Dear Commons Community,
I have just finished reading Andrea Wulf’s book entitled, The Invention of Nature: Alexander von Humboldt’s New World. It is an engaging biography of someone who I had heard about but did not know about. Wulf has filled in a gap in my education about von Humboldt and his incredible contributions to nature, science, art and poetry. He inspired the likes of Goethe, Darwin, Thoreau, Wordsworth, Gaudi, and Muir. He had personal relationships with Thomas Jefferson and Simon Bolivar.
His observations and descriptions of nature such as the integration of all things which we take for granted today, provided insights into the damage mankind was doing to the environment especially in places like South America. He spent five years in the Americas providing detailed notes and drawings on the geography, flora and fauna, He was a pioneer in his travels through the Amazon and Andes Mountains documenting all he saw and heard. He was totally against slavery and won the hearts of many South American liberation fighters.

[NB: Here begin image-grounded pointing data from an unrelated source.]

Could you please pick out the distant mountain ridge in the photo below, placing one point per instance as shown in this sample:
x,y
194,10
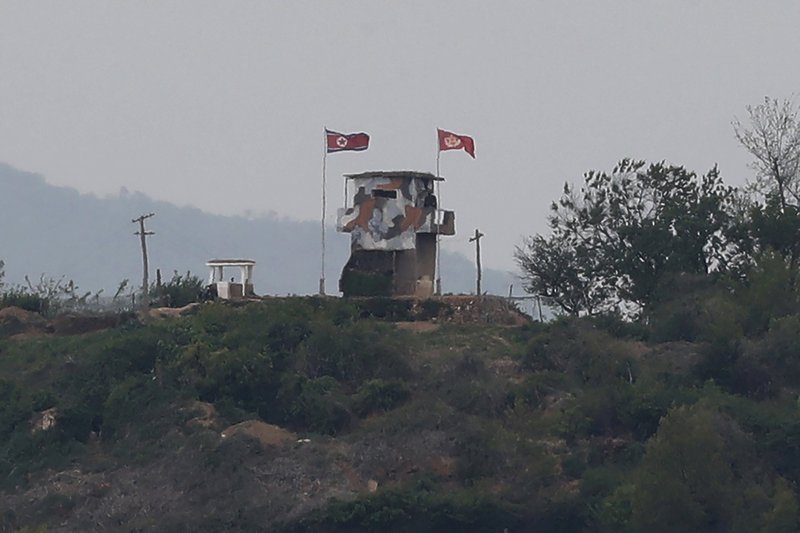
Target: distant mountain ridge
x,y
59,232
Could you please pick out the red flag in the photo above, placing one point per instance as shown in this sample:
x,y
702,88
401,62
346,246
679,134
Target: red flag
x,y
452,141
341,142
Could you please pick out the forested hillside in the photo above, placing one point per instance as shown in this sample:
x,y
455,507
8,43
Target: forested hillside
x,y
327,415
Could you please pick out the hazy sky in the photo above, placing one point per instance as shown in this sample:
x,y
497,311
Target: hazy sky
x,y
222,105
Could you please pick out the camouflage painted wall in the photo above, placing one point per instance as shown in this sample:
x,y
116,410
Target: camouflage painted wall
x,y
388,212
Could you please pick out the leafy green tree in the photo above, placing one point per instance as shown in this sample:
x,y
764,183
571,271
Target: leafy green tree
x,y
772,137
614,239
563,274
700,472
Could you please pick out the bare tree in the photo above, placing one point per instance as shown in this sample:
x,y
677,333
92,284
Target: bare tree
x,y
772,136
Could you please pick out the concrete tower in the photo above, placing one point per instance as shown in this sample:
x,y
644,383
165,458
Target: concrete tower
x,y
393,224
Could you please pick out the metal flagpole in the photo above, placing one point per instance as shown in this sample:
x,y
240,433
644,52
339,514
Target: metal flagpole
x,y
324,164
436,215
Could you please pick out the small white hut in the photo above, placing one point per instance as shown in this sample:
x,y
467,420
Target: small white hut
x,y
230,289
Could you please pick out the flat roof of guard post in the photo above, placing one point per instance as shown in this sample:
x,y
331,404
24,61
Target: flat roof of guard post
x,y
230,262
394,174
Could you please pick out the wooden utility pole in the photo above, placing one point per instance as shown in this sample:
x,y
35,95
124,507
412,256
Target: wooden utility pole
x,y
142,237
477,240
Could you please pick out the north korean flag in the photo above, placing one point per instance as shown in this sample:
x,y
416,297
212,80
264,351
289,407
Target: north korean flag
x,y
342,142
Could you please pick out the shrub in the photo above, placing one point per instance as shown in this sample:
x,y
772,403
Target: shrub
x,y
378,395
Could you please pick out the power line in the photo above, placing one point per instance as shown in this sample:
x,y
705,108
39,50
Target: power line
x,y
143,238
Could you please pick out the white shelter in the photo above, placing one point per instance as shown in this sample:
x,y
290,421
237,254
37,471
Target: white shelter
x,y
231,289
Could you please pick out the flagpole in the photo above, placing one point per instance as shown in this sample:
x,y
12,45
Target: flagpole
x,y
324,201
436,220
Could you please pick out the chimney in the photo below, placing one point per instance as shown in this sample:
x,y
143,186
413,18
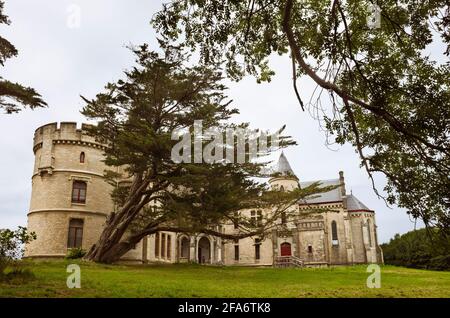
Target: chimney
x,y
342,182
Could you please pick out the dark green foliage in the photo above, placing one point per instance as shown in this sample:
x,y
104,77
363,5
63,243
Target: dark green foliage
x,y
419,249
75,253
13,96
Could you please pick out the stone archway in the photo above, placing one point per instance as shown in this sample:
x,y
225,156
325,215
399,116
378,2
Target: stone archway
x,y
204,250
184,249
286,249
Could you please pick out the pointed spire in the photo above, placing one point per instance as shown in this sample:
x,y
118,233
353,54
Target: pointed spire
x,y
283,166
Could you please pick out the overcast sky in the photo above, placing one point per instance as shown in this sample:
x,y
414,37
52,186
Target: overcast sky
x,y
63,61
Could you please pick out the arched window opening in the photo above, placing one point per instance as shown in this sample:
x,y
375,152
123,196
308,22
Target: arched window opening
x,y
334,236
75,236
79,192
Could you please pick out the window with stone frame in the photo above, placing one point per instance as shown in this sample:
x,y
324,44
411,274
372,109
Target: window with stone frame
x,y
157,244
257,249
256,218
163,245
334,234
79,189
169,243
75,235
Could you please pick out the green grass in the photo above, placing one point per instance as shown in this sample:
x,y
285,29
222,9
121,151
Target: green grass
x,y
207,281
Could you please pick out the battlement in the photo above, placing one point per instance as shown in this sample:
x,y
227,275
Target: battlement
x,y
65,132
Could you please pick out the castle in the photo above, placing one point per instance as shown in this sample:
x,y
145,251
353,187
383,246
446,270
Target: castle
x,y
70,202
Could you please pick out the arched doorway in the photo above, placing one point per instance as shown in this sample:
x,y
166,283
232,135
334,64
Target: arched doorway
x,y
286,249
184,249
204,250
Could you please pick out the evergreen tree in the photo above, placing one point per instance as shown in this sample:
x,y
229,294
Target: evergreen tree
x,y
13,96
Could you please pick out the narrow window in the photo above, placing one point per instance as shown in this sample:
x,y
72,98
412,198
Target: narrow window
x,y
75,237
259,218
169,250
253,218
258,249
368,233
334,236
235,221
79,192
163,245
157,244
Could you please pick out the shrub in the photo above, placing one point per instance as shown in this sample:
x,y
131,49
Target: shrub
x,y
11,246
75,253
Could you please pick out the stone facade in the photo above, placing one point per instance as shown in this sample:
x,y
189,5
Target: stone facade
x,y
344,232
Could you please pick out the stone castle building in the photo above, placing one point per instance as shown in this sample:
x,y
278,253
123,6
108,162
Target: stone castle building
x,y
70,202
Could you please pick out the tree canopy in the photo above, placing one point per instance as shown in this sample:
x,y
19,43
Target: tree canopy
x,y
14,96
378,87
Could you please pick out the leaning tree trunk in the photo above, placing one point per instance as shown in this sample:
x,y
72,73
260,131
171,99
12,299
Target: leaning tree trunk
x,y
111,247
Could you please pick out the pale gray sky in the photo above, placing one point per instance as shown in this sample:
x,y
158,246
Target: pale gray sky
x,y
63,62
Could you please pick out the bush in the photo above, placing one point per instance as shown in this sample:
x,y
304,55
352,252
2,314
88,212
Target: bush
x,y
425,249
440,263
75,253
11,246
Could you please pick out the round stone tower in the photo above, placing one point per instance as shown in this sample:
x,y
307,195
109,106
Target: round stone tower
x,y
70,198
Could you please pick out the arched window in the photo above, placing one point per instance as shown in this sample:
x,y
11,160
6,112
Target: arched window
x,y
79,192
334,236
369,236
75,236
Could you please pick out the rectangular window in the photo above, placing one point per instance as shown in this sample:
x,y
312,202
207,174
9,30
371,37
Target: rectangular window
x,y
256,218
79,192
283,218
169,243
257,249
157,244
163,245
75,236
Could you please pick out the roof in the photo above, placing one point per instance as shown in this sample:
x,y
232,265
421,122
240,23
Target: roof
x,y
283,167
353,204
330,196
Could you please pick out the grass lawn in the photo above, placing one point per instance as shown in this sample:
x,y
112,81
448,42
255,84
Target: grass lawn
x,y
207,281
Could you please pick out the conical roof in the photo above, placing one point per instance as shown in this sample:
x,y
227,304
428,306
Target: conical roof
x,y
353,204
283,167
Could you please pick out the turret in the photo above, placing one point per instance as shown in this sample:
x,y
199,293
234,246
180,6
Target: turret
x,y
283,176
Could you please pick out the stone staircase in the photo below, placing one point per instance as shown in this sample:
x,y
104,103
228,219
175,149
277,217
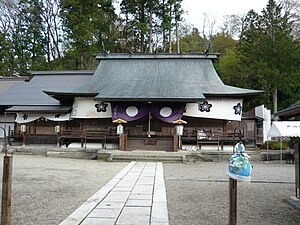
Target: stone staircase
x,y
148,156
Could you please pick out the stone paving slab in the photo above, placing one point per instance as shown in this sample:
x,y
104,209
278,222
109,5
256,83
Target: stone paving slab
x,y
135,196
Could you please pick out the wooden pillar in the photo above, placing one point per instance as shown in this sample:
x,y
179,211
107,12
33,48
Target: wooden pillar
x,y
176,143
6,190
123,142
232,202
225,127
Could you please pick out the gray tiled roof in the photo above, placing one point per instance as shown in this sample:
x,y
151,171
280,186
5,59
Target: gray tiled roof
x,y
31,93
128,77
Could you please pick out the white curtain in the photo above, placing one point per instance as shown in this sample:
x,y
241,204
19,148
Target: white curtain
x,y
225,109
84,107
29,117
26,117
57,117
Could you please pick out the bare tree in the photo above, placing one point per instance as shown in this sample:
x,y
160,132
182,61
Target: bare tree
x,y
292,9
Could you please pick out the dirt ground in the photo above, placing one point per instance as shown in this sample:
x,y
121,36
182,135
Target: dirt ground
x,y
46,190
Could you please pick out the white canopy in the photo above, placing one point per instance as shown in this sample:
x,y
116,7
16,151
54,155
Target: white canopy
x,y
285,129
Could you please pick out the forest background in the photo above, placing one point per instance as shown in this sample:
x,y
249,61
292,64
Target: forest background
x,y
259,50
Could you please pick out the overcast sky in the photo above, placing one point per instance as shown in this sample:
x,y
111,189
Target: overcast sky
x,y
216,9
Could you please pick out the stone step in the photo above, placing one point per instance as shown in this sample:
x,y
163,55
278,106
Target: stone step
x,y
147,157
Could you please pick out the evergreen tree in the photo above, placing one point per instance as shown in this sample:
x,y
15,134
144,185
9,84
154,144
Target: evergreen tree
x,y
29,41
87,27
268,56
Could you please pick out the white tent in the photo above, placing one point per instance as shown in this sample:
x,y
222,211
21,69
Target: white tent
x,y
284,129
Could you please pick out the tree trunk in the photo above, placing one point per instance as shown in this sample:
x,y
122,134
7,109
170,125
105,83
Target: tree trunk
x,y
275,103
170,31
177,34
150,33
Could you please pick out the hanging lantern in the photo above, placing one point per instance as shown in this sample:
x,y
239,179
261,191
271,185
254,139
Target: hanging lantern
x,y
57,129
23,128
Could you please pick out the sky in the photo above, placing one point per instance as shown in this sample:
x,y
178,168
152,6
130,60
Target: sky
x,y
216,9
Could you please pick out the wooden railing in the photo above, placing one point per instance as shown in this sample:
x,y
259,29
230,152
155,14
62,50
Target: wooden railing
x,y
97,134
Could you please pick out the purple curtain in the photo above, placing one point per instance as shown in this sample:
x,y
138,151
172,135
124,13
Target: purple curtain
x,y
167,112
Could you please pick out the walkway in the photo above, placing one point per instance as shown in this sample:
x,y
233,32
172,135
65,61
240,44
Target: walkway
x,y
135,196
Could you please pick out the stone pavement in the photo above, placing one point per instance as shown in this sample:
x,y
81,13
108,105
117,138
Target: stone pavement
x,y
135,196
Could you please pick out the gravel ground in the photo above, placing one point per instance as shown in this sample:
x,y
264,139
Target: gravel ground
x,y
46,190
197,193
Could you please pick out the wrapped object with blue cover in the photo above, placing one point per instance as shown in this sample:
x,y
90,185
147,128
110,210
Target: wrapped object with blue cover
x,y
239,166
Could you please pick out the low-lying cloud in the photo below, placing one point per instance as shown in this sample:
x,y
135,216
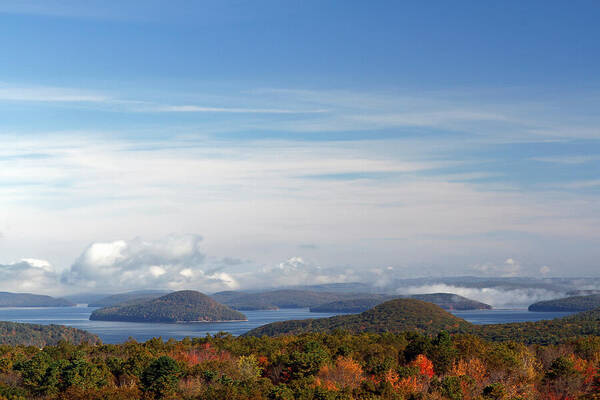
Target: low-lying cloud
x,y
497,297
175,262
28,275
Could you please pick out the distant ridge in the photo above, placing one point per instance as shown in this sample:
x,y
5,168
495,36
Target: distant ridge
x,y
573,303
13,333
128,298
284,298
181,306
448,301
402,315
8,299
396,315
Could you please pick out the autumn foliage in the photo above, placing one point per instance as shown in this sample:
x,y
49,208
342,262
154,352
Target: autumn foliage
x,y
338,366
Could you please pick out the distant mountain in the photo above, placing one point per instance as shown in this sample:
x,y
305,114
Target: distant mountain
x,y
451,301
392,316
8,299
347,306
86,298
285,298
414,315
573,303
448,301
13,333
128,298
182,306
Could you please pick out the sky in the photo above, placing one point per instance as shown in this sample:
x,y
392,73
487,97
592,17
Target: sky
x,y
236,144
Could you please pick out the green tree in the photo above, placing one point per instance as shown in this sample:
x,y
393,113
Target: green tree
x,y
161,377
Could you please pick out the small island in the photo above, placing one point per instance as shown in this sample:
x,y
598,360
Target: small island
x,y
396,315
176,307
15,333
447,301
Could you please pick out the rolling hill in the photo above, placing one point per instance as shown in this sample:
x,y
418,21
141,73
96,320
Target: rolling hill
x,y
401,315
284,298
8,299
448,301
573,303
128,298
392,316
182,306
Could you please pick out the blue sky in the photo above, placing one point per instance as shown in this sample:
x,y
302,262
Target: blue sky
x,y
432,138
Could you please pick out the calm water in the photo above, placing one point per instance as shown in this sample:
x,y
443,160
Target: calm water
x,y
117,332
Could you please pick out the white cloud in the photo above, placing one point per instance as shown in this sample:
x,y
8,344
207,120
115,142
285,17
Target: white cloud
x,y
30,276
509,268
174,262
496,297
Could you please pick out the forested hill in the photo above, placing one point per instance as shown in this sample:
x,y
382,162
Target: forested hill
x,y
392,316
573,303
127,298
182,306
284,298
543,332
413,315
448,301
8,299
13,333
451,301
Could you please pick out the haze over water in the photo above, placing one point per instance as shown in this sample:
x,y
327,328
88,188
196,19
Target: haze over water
x,y
118,332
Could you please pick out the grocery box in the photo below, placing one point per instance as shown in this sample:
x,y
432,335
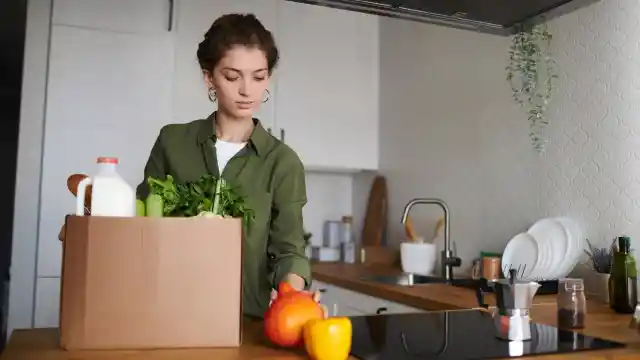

In promoting the relationship between humankind and the natural world, Humboldt brought together the external physical world with the internal world of the mind. He was quoted as saying that “no single fact can be considered in isolation.”
Wulf does a masterful job of renewing our acquaintance with this polymath. To quote:
“..today almost completely forgotten outside of academia, Alexander von Humboldt’s ideas still shape our thinking. And while his books collect dust in libraries, his name lingers everywhere from the Humboldt Current to the Sierra Humboldt in Mexico.”
She claims that there are more places named after Humboldt than anyone else. Upon his death, Prussian King Wilhelm IV said “Humboldt was the greatest man since the Deluge.”
I highly recommend The Invention of Nature.